The completion of the Human Genome Project in 2000 marked the end of one stage of discovery and the beginning of another, more complex one. In his book Drawing the Map of Life: Inside the Human Genome Project, veteran science journalist Victor K. McElheny tells the behind-the-scenes story of the events leading up to the sequencing of the human genome and chronicles biologists’ subsequent—and ongoing—efforts to use their newfound knowledge to diagnose and treat diseases.
McElheny, 75, started working at a newspaper after graduating from Harvard in 1957. He wrote about breakthroughs in medicine and the launch of Sputnik, which took place that October, and quickly specialized as a science reporter. “Science seemed to be the single most important force in the history that was unfolding,” he says. Over the next few decades, he worked as a correspondent for Science, as the science editor of the Boston Globe, and as a technology reporter for the New York Times. In 1982 he founded the Knight Science Journalism Fellowships program at MIT, which he led until he retired in 1998. Now a visiting scholar in MIT’s Program in Science, Technology, and Society, he has time to pursue specific interests in greater depth.
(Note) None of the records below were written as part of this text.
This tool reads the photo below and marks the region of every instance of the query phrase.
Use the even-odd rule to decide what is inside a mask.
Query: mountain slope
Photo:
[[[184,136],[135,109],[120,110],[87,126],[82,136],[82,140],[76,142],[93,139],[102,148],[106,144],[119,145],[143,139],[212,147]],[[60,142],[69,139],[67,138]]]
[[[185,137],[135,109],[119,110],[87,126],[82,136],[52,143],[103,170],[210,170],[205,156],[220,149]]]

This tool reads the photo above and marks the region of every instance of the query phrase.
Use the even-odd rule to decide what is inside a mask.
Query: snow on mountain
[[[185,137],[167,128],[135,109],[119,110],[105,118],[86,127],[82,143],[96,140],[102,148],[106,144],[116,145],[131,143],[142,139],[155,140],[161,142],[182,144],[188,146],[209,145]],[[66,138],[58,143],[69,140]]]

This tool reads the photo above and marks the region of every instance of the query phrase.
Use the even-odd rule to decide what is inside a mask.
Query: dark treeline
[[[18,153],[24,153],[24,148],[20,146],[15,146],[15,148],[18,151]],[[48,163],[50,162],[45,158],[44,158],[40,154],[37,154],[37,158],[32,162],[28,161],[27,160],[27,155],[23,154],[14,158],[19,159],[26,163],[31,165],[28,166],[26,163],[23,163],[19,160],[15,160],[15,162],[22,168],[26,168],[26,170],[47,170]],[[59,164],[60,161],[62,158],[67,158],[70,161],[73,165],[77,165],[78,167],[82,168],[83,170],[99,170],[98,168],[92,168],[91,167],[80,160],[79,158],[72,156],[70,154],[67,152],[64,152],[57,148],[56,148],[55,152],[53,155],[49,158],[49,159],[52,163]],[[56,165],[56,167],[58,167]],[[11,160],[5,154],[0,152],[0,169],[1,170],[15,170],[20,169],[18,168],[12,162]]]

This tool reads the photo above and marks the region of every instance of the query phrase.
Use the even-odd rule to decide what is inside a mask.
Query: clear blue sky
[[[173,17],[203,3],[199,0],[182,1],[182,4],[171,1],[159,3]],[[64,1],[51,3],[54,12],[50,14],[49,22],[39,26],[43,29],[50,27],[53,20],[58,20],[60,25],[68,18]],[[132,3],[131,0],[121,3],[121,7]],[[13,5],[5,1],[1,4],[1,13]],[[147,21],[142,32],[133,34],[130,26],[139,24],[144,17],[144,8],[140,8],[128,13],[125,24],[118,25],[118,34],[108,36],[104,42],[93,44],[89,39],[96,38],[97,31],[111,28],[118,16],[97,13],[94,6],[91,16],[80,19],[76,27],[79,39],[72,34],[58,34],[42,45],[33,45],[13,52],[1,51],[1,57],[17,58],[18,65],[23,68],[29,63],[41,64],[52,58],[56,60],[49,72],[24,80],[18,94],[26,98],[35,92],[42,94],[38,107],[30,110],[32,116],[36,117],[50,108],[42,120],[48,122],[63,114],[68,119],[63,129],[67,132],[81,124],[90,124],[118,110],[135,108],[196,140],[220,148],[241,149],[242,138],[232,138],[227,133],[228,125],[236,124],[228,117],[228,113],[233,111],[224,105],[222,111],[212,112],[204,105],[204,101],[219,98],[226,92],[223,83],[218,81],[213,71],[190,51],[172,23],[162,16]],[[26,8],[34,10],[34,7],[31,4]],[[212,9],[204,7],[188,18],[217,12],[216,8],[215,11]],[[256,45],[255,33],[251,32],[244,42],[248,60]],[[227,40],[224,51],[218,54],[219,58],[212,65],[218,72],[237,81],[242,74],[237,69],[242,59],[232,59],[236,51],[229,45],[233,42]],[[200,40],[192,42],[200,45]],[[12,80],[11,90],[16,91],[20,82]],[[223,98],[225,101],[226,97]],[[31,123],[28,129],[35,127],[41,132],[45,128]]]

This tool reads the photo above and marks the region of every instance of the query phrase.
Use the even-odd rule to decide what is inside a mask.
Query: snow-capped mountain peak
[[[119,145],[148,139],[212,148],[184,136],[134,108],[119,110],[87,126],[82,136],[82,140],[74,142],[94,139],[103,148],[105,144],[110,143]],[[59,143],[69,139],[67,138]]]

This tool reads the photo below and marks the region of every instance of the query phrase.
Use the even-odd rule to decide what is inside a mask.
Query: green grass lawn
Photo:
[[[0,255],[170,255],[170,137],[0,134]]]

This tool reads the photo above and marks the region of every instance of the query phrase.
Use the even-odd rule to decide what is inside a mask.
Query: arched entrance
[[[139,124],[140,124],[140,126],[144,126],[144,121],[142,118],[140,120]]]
McElheny decided to go deeper into the genome project in 2003. He had just published his second book, Watson and DNA: Making a Scientific Revolution, and asked Sydney Brenner, a Nobel laureate in medicine and a pioneer in genetics and molecular biology, what he thought of it. “He said, in his usual sardonic way, ‘I suppose somebody had to do it, but the real story is the genome,’ ” McElheny recalls. Two months later, he heard MIT biology professor Eric Lander, who was about to become the founding director of the Broad Institute, speak about the use of genomic technology in determining the best way to treat particular cases of cancer. The two events convinced him that he had found the subject of his next book.
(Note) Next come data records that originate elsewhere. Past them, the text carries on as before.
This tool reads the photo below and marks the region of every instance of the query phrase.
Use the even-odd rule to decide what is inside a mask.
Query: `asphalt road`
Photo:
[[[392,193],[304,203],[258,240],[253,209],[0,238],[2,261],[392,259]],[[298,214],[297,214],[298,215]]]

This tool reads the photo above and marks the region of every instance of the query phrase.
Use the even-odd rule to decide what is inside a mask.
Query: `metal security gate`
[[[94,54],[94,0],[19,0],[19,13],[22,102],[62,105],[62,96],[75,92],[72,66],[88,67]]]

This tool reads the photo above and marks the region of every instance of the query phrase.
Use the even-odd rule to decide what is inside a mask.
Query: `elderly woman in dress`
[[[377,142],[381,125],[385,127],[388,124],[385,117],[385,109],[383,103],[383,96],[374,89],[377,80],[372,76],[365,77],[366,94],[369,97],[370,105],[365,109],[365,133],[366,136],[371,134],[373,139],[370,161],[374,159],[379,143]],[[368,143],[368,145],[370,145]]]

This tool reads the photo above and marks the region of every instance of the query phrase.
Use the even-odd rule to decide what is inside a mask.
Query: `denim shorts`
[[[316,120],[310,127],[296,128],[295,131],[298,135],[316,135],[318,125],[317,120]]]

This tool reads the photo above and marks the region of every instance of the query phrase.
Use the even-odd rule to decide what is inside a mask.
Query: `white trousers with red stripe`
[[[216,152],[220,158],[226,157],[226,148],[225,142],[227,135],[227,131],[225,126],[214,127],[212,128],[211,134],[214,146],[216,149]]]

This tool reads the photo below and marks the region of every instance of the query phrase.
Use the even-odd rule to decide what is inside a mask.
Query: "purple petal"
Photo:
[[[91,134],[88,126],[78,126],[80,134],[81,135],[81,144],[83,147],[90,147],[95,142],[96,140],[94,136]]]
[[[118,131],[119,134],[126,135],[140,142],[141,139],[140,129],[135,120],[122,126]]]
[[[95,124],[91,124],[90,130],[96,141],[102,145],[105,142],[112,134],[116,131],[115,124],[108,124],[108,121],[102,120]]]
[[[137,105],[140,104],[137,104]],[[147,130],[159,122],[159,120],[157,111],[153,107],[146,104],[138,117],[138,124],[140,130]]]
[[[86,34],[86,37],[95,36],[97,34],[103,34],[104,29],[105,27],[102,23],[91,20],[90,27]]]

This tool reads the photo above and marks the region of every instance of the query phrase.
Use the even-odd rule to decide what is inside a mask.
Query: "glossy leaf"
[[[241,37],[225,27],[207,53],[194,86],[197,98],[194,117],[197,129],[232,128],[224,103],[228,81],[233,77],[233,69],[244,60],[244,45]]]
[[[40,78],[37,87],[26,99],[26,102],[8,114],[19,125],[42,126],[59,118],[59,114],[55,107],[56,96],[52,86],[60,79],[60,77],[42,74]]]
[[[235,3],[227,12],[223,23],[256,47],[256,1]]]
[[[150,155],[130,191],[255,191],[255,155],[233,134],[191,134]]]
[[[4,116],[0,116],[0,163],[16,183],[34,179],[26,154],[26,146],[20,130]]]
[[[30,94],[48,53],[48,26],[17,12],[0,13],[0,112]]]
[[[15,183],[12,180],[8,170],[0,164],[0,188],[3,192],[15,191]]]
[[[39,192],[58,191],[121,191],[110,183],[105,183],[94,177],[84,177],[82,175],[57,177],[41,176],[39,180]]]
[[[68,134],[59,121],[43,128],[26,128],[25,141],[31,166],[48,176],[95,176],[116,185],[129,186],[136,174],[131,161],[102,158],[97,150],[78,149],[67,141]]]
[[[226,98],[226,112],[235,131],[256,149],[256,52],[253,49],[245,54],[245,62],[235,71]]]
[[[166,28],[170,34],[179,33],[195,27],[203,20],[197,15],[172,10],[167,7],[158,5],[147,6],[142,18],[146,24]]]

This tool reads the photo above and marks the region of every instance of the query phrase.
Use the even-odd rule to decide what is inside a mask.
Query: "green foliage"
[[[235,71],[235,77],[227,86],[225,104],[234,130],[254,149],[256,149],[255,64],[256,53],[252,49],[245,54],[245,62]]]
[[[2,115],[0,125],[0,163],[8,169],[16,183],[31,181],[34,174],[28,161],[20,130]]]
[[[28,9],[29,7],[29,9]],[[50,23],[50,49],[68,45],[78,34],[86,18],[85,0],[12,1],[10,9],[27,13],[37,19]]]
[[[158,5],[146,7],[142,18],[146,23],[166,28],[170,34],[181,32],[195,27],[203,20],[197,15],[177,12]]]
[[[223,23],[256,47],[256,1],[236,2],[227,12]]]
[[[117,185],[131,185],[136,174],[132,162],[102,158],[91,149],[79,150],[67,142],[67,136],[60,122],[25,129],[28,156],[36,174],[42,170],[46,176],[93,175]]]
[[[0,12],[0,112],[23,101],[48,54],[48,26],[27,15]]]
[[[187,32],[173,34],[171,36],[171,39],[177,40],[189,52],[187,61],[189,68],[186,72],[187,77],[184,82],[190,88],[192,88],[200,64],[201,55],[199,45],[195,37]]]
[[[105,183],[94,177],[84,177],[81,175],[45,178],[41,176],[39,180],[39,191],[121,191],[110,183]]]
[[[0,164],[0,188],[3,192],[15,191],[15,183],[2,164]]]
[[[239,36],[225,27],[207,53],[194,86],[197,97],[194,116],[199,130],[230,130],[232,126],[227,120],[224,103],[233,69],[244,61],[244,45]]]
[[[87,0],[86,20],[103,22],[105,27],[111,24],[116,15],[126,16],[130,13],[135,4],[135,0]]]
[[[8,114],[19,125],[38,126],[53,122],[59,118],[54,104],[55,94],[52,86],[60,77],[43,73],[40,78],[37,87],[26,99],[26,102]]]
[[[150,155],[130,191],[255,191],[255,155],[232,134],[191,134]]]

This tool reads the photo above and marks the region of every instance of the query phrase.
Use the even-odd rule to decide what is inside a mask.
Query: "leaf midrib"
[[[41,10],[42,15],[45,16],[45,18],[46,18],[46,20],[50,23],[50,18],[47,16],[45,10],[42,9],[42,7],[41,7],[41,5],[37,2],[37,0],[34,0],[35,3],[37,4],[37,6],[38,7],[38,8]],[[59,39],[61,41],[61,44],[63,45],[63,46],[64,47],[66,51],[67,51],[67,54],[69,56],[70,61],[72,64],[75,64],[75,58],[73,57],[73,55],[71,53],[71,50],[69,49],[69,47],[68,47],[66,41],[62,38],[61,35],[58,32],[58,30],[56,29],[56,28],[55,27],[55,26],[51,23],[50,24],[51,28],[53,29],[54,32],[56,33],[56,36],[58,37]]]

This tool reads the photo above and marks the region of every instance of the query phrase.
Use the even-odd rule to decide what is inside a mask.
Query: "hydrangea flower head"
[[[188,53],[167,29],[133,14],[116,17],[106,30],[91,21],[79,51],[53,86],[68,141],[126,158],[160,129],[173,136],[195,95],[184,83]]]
As he learned more about the genome project, McElheny says, he was particularly surprised by the level of disclosure and collaboration among competing scientists. Generally when scientists are scrambling to achieve a specific goal, he says, there’s “a desire to hold onto your results until you’ve milked everything you can out of them.” But during the race to map the genome, “people had to grope toward a kind of coöperation on a bigger scale and with greater intensity than biologists were used to.”
McElheny also points out that unlike other scientific ventures that have shaped history, such as the space program and the atomic bomb, the genome project did not originate with a government directive. “[It] was really more of a bottom-up project, not an inside-the-Beltway project,” he says. “It emerged out of the scientific community, out of lengthy and sometimes quite heated discussions. It came from a lot of different places, related to the fact that it was so coöperative in its nature. It bubbled up.”